Examples of 3D pose reconstruction on Human3.6M dataset. For each image we overlay 2D pose points, followed by the predicted 3D skeleton in color. Corresponding ground truth 3D shown in gray

Fig. 5.

Some failure cases for our approach on Human3.6m dataset. Ground truth 3D skeleton is shown in gray

Fig. 6.

Examples of 3D pose reconstruction on MPII dataset. For each image we overlay 2D pose points, followed by the predicted 3D skeleton in color. The dataset does not contain ground truth 3D skeletons

Fig. 7.

Examples of 3D pose reconstruction on Leeds dataset. For each image we overlay 2D pose points, followed by the predicted 3D skeleton in color. The dataset does not contain ground truth 3D skeletons

4.5 Discussion

As a general observation, we noticed that the results for the SitDown class were the worst across the board for all methods on Human3.6M dataset. In addition to the obvious explanation of fewer available examples in this class, sit down poses lead to significant occlusion of the MoCap markers on legs or ankles (see for example Fig. 5). This phenomenon leads to some of the high errors for this class.

Overall our qualitative and quantitative results have substantiated the effectiveness of using adversarial training paradigm for learning 3D priors in a weakly supervised way. Not only do we outperform the majority of similar 2D-3D lifting methods in benchmarks, we have also shown robust performance on “images in the wild” datasets. Even though we do not leverage any temporal information when available, we found the results from our approach to be stable when applied on per frame basis to video sequences.

In summary, we believe that we have pushed the state of art in 3D pose estimation using weakly supervised learning. This paves way for new research directions that can extend this work by combining supervised, weakly-supervised, and unsupervised frameworks (i.e., semi-supervised) for lifting 2D poses to 3D skeletons.

5 Conclusions

While most of the recent progress in deep learning is fueled by labeled data, it is difficult to obtain high quality annotations for most computer vision problems. For 3D human pose estimation, acquiring 3D MoCap data remains an expensive and challenging endeavor. Our paper demonstrates that an effective prior on 3D structure and pose can be learned from random 2D projections using an adversarial training framework.

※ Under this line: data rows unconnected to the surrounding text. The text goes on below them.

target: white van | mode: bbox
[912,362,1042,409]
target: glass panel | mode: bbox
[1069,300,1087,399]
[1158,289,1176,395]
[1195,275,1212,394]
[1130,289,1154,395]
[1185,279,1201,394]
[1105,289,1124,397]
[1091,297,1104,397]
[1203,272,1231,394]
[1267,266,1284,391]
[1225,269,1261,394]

We believe that our paper presents a unique insight into learning 3D priors via projective geometry and opens up numerous interesting applications, beyond human pose estimation. Applications such as sparse 3D reconstruction for indoor scenes as well as outdoor navigation typically requires a 3D sensor or multi-view images with a structure from motion pipeline. We envision that our approach can be applied for learning sparse 3D reconstructions from edges or keypoints extracted from a single image, using a collection of 2D images. Since the inference only requires running a small neural network, our approach can also be used for interactive graphics for rendering 3D models from line drawings, where the 3D prior is learned from a collection of such line drawings. We anticipate that our paper will spark further interest in applications combining learning techniques with projective geometry.

Finally, inspired by the results presented in this paper, we expect future work to explore the use of solely images “in the wild” for training the system. This could be achieved through an end to end, image to 3D adversarial pipeline or the use of a large annotated 2D pose dataset. Additional research could include analysis of difficult poses not generally seen (hand-stands, gymnast or yoga poses) as well as the use of additional datasets such as the MPI-INF-3DHP [27]. Improving the robustness of the system by incorporating compensation for noisy or imperfect 2D pose inputs or predicting a distribution of joint locations is another future research opportunity. There is also promise for our method to improve the state of the art by combining with fully supervised approaches.